Berhari-hari saya menatap kertas kosong tanpa berani menorehkan satu kata pun. Ada rasa takut yang menghantui: takut tulisan saya buruk, takut dianggap remeh, takut gagal sebelum mulai. Lembar putih itu seperti tembok tinggi yang menghalangi saya melangkah.
Dalam kelas menulis yang hanya berlangsung lewat percakapan singkat di ruang chatting, saya akhirnya mengaku bahwa saya belum menulis apa pun. Dengan ragu saya berjanji pada diri sendiri akan mulai menulis meski satu paragraf.

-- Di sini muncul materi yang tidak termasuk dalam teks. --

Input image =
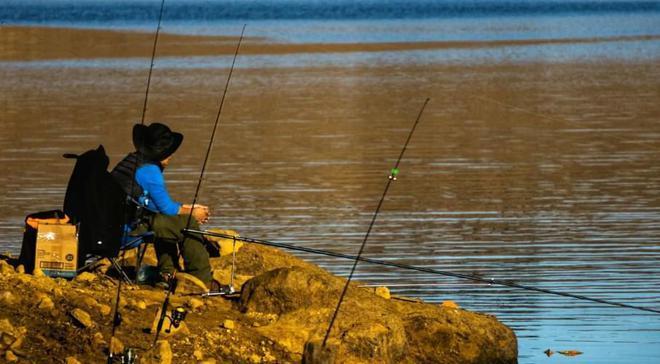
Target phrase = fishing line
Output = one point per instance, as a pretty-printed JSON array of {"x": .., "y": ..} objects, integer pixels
[
  {"x": 199, "y": 184},
  {"x": 116, "y": 318},
  {"x": 392, "y": 177},
  {"x": 489, "y": 281}
]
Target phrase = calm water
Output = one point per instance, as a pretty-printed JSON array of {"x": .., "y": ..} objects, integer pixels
[{"x": 545, "y": 174}]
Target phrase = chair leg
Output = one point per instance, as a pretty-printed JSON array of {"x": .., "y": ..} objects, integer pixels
[{"x": 121, "y": 271}]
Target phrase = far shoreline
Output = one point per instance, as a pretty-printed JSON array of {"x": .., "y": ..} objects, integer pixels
[{"x": 38, "y": 43}]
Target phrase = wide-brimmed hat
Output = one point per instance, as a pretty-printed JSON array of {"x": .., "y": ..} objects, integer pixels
[{"x": 156, "y": 141}]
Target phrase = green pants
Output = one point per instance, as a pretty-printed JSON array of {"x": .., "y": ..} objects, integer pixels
[{"x": 167, "y": 231}]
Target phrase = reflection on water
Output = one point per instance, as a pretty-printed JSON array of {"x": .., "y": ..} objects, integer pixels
[{"x": 543, "y": 174}]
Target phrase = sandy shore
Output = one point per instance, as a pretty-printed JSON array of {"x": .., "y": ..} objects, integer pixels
[{"x": 39, "y": 43}]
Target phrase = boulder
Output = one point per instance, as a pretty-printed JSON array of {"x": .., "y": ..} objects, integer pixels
[
  {"x": 82, "y": 318},
  {"x": 368, "y": 328}
]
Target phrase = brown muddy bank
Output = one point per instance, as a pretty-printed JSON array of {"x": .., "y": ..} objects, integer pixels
[
  {"x": 285, "y": 303},
  {"x": 41, "y": 43}
]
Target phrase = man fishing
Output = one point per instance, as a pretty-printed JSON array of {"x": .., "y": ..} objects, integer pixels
[{"x": 140, "y": 174}]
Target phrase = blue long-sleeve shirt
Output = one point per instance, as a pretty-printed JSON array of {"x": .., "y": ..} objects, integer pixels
[{"x": 156, "y": 198}]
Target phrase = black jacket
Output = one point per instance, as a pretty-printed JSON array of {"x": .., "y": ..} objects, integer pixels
[{"x": 96, "y": 201}]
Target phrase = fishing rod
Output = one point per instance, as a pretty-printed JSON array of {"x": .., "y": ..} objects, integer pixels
[
  {"x": 392, "y": 177},
  {"x": 489, "y": 281},
  {"x": 116, "y": 318},
  {"x": 199, "y": 184}
]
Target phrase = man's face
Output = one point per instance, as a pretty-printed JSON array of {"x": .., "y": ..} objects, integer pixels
[{"x": 165, "y": 161}]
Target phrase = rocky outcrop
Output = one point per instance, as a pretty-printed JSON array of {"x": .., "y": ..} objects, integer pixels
[
  {"x": 284, "y": 307},
  {"x": 370, "y": 328}
]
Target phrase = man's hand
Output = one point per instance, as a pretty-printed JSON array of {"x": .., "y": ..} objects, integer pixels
[{"x": 200, "y": 213}]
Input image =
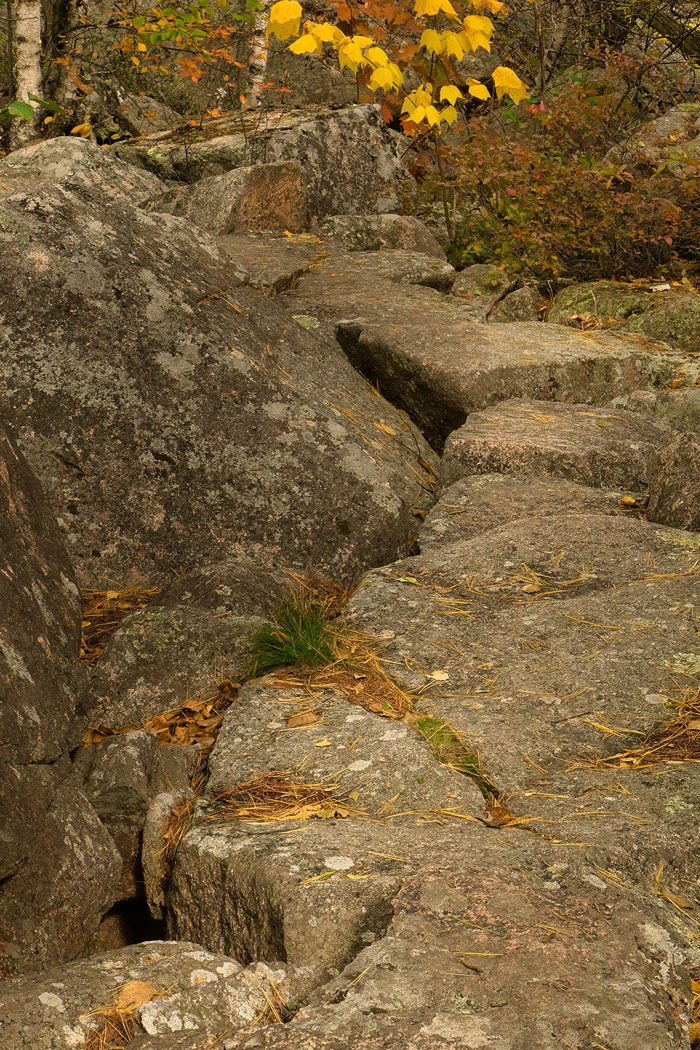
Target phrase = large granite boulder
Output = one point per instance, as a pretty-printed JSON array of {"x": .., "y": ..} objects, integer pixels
[
  {"x": 195, "y": 632},
  {"x": 58, "y": 865},
  {"x": 156, "y": 988},
  {"x": 136, "y": 368},
  {"x": 351, "y": 160},
  {"x": 674, "y": 490},
  {"x": 601, "y": 447},
  {"x": 429, "y": 356}
]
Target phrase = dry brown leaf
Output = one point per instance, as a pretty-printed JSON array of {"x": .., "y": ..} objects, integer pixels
[
  {"x": 302, "y": 718},
  {"x": 133, "y": 994}
]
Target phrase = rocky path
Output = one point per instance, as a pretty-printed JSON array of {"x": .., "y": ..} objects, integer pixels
[{"x": 527, "y": 592}]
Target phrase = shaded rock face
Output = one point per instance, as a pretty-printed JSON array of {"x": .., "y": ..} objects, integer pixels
[
  {"x": 138, "y": 368},
  {"x": 58, "y": 864},
  {"x": 352, "y": 162},
  {"x": 175, "y": 648},
  {"x": 674, "y": 490},
  {"x": 81, "y": 167}
]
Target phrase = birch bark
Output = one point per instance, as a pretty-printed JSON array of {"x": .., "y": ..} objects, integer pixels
[{"x": 27, "y": 63}]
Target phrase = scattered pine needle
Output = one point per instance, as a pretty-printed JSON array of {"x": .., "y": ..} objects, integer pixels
[
  {"x": 117, "y": 1027},
  {"x": 103, "y": 611},
  {"x": 364, "y": 684},
  {"x": 275, "y": 797},
  {"x": 676, "y": 740},
  {"x": 115, "y": 1031}
]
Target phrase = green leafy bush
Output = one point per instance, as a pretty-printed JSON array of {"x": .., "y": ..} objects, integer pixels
[{"x": 538, "y": 194}]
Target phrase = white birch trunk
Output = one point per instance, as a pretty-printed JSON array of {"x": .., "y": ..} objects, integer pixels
[
  {"x": 27, "y": 63},
  {"x": 258, "y": 60}
]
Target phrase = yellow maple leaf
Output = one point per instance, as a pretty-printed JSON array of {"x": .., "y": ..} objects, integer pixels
[
  {"x": 308, "y": 44},
  {"x": 432, "y": 41},
  {"x": 284, "y": 19},
  {"x": 478, "y": 89},
  {"x": 449, "y": 93},
  {"x": 377, "y": 57}
]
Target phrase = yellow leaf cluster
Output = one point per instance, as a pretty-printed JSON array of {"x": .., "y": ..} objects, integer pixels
[
  {"x": 358, "y": 53},
  {"x": 284, "y": 19}
]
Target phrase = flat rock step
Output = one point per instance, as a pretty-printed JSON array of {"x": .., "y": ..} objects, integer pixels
[
  {"x": 601, "y": 447},
  {"x": 533, "y": 639},
  {"x": 548, "y": 645},
  {"x": 429, "y": 358},
  {"x": 481, "y": 502}
]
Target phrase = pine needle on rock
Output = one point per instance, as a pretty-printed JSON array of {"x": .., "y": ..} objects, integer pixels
[
  {"x": 103, "y": 611},
  {"x": 274, "y": 797}
]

Saat itulah sang guru memberi arahan singkat dan menuliskan kalimat yang menembus hati saya: “Menulis itu tidak harus sempurna, tapi harus dimulai, langkah pertama adalah kunci dari segalanya.”
Saya terkejut mendengar ia menambahkan bahwa ia pun belajar dari saya. Seorang murid berusia 60 tahun yang berani mencoba ternyata bisa memberi pelajaran bagi gurunya. Ternyata, keberanian saya membuka buku kosong sama berharganya dengan ilmu yang beliau berikan. Kejutan itu membuat saya sadar: menulis bukan hanya perjalanan mencari kesempurnaan, melainkan saling belajar antara guru dan murid.